The photo below shows my grandmother's and my dad's ration books issued in October 1939 just a few weeks after war was declared. They were kept carefully by a family friend in almost pristine condition.
As someone who was used to cooking from scratch I found it quite easy to manage on the rations and I enjoyed using my imagination to come up with interesting meals. During the experiment I spent very little and even lost a bit of weight. Maybe I'll do it again one day.
Duke pudding was one of the recipes I used during our time on rations. It's from Marguerite Patten's We'll Eat Again. I make it quite often because it so easy, incredibly frugal and really tasty. For a pudding I think it is pretty healthy. Practically all you need are some bits of old bread and a carrot.
Take 2 cups of breadcrumbs (about 6 oz) I used the crusts and a bit of leftover toast shown above. Soak them in water for a few minutes and then squeeze them dry with your hands or by tipping into a sieve and pressing with your hands. Put the bread in a bowl. Beat all the lumps out with a fork.

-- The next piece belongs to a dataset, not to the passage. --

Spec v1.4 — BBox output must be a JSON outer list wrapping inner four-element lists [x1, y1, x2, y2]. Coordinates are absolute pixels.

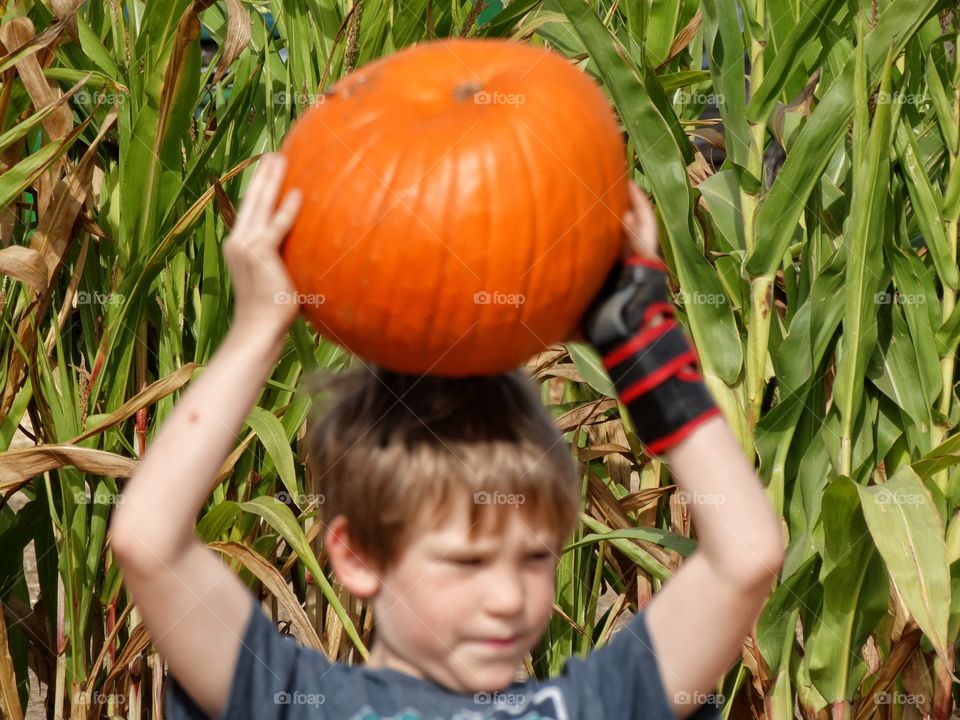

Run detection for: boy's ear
[[324, 516, 381, 599]]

Add 2 tablespoons of very soft fat or margarine (I used butter), 2 tablespoons of sugar, 3 tablespoons of any dried fruit, a grated carrot and a teaspoon of mixed spice. Mix well.

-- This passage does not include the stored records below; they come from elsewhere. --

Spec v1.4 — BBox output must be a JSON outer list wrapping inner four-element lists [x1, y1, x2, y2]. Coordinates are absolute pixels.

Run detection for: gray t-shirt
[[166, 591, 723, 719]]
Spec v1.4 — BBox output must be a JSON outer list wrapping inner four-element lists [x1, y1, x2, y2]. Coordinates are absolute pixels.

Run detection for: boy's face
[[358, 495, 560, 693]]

Mix 1 teaspoon of bicarbonate of soda with about a couple tablespoons of milk or water. Blend into the bread mixture and then pour into a greased shallow baking dish.

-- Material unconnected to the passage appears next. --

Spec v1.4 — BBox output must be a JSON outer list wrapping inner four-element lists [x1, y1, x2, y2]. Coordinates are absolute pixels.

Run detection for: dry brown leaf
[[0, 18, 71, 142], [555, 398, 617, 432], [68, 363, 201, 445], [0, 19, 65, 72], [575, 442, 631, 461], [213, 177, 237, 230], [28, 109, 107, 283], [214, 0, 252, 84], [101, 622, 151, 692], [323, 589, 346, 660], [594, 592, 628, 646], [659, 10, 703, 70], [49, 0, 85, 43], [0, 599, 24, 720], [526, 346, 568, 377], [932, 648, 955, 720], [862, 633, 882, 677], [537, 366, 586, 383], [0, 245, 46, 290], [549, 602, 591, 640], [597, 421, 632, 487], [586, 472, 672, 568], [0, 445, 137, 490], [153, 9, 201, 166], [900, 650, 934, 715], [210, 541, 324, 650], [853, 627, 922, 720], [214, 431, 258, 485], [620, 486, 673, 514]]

Sprinkle with a little sugar and bake for 30 minutes at 180°c (160°c fan).
Nice with custard.
Duke pudding is surprisingly light and delicious. This recipe doesn't make a huge amount but it is quite easy to increase quantities.
Although I haven't tried it I can see no reason why some grated or chopped apple would not work mixed in with the other ingredients. Sliced banana would be good too although not very wartime. Cocoa powder is another addition worth considering. I may try a mincemeat version near Christmas.